Bug 5666

Summary: [review] New Outlook Message-ID format causes FORGED_MUA_OUTLOOK FP
Product: Spamassassin Reporter: Joseph Brennan <brennan>
Component: RulesAssignee: SpamAssassin Developer Mailing List <dev>
Status: RESOLVED FIXED    
Severity: normal CC: sidney
Priority: P5    
Version: 3.2.3   
Target Milestone: 3.2.5   
Hardware: Other   
OS: other   
Whiteboard: go
Attachments: header portion of message
header file with new Outlook Message-ID
Here is my patch to handle the new Outlook Message-ID format
Patch to register gated_through_received_hdr_remover as a header eval sub

Description Joseph Brennan 2007-10-02 08:26:52 UTC
New Outlook Message-id format seen.  FORGED_MUA_OUTLOOK matches a real Outlook message.
Comment 1 Joseph Brennan 2007-10-02 08:30:59 UTC
Created attachment 4140 [details]
header portion of message

Note Message-ID.
Comment 2 Theo Van Dinter 2007-10-02 08:36:15 UTC
It looks like the mail went to hotmail, which set/changed the Message-Id header:

Message-ID: <BAYC1-PASMTP13AE1E5C7CC71C6EDEB958CEAE0@CEZ.ICE>
Received: from peterfls0fphe8 ([71.113.91.222]) by
BAYC1-PASMTP13.bayc1.hotmail.com over TLS secured channel with Microsoft
SMTPSVC(6.0.3790.2668);
	 Tue, 2 Oct 2007 06:50:25 -0700

Note the "BAYC1-PASMTP" prefix on the Message-ID head and compare to the first
host in the Received header.
Comment 3 Joseph Brennan 2007-10-02 08:48:28 UTC
He called himself an MSN user.  I know, same thing.
Comment 4 Paul Griffith 2007-10-16 06:30:31 UTC
Created attachment 4161 [details]
header file with new Outlook Message-ID
Comment 5 Paul Griffith 2007-10-16 09:44:36 UTC
Created attachment 4162 [details]
Here is my patch to handle the new Outlook Message-ID format

Here is my first run at a patch to fix this problem.
Comment 6 Sidney Markowitz 2008-01-07 11:54:31 UTC
*** Bug 5767 has been marked as a duplicate of this bug. ***
Comment 7 Sidney Markowitz 2008-01-07 11:57:33 UTC
*** Bug 5765 has been marked as a duplicate of this bug. ***
Comment 8 Sidney Markowitz 2008-01-07 12:18:10 UTC
Changing summary so this bug will be found when searching for the FP error it
causes.

 Note that comment #6 was a mistake and I reopened the bug after I mistakenly
marked it a duplicate of this one.

I would prefer to fix this as I described in bug 5765, using \d+[A-Z0-9]{25} or
perhaps \d\d[A-Z0-9]{25} in __OE_MSGID_4 instead of [A-Z0-9]{27} as in
attachment 4162 [details], so as to be more consistent with __OE_MSGID_3 and to separate
the host name from the 25 character UID. But I would not argue the case strongly
if anyone disagrees.
Comment 9 Justin Mason 2008-01-07 12:25:24 UTC
> I would prefer to fix this as I described in bug 5765, using \d+[A-Z0-9]{25} or
> perhaps \d\d[A-Z0-9]{25} in __OE_MSGID_4 instead of [A-Z0-9]{27} as in
> attachment 4162 [details] [edit], so as to be more consistent with __OE_MSGID_3 and to
separate
> the host name from the 25 character UID. But I would not argue the case strongly
> if anyone disagrees.

+1
Comment 10 Sidney Markowitz 2008-01-07 13:14:16 UTC
(reply to comment #9)
> +1

Great, but I still have the problem I posted to the dev list that rule changes I
made in my sandbox have not appeared in the rule qa mass check.

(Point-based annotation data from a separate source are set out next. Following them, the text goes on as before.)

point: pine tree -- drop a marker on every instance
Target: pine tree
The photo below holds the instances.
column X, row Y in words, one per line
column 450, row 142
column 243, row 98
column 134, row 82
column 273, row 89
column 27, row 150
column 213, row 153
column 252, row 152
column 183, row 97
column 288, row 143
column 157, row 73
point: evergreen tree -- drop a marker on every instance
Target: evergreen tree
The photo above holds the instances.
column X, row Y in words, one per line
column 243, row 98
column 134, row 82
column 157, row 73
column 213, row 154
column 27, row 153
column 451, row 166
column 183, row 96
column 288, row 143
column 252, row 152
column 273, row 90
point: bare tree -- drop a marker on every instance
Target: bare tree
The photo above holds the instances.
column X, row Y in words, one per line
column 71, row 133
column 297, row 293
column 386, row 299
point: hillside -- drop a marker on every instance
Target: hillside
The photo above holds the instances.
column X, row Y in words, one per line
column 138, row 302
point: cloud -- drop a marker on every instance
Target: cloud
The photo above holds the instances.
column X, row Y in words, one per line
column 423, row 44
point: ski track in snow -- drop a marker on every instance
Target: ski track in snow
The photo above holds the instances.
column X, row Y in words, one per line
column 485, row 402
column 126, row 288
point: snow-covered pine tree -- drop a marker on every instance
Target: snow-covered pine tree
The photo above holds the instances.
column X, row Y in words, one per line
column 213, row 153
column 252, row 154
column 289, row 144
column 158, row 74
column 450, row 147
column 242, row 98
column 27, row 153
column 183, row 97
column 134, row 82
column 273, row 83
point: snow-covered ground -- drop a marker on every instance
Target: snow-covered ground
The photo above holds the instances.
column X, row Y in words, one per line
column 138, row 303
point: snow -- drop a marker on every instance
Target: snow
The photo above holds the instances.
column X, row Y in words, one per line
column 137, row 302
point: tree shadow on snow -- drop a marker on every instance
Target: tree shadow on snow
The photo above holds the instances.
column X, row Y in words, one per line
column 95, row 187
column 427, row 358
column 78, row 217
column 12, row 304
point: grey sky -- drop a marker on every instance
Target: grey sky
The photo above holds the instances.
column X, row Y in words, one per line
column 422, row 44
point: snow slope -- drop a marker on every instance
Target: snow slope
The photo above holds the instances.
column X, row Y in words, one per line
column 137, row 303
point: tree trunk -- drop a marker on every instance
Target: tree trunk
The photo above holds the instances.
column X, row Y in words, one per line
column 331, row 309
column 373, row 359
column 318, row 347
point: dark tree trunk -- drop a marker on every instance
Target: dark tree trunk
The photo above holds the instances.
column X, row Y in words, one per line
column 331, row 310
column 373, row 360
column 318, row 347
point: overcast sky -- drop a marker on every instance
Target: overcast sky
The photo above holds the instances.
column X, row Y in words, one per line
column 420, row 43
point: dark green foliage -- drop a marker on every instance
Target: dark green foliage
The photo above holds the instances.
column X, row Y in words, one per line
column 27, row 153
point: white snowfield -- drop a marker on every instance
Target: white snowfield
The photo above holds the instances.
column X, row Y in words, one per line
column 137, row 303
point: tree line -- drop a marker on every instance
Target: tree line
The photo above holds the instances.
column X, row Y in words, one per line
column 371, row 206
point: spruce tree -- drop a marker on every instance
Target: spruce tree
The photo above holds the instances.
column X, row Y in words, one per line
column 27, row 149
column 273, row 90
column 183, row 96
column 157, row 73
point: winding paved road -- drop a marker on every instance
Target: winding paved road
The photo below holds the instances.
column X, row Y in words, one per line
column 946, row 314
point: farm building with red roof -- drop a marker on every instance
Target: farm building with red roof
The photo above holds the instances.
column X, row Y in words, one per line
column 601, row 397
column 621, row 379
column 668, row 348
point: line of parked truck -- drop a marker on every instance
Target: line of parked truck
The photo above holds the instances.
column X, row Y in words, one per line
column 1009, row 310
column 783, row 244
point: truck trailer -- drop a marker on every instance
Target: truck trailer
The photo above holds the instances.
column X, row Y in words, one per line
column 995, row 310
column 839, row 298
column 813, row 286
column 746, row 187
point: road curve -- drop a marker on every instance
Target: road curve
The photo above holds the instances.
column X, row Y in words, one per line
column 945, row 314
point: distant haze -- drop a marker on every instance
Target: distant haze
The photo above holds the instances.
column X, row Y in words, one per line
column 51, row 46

I don't want to
commit a rule change if I'm doing something wrong when checking it.
Comment 11 Justin Mason 2008-01-07 14:41:17 UTC
(In reply to comment #10)
> (reply to comment #9)
> > +1
> 
> Great, but I still have the problem I posted to the dev list that rule changes I
> made in my sandbox have not appeared in the rule qa mass check. I don't want to
> commit a rule change if I'm doing something wrong when checking it.

yeah, we need to figure that out.  It appears your rules are not being used
in mass-checks.

actually, could you open a *separate* bug for that?  it's definitely a code
bug somewhere....
Comment 12 Justin Mason 2008-01-07 15:29:23 UTC
> actually, could you open a *separate* bug for that?  it's definitely a code
> bug somewhere....

I take that back.  see dev list.
Comment 13 Sidney Markowitz 2008-01-07 16:02:14 UTC
Ok, the question about rule qa was resolved on dev list.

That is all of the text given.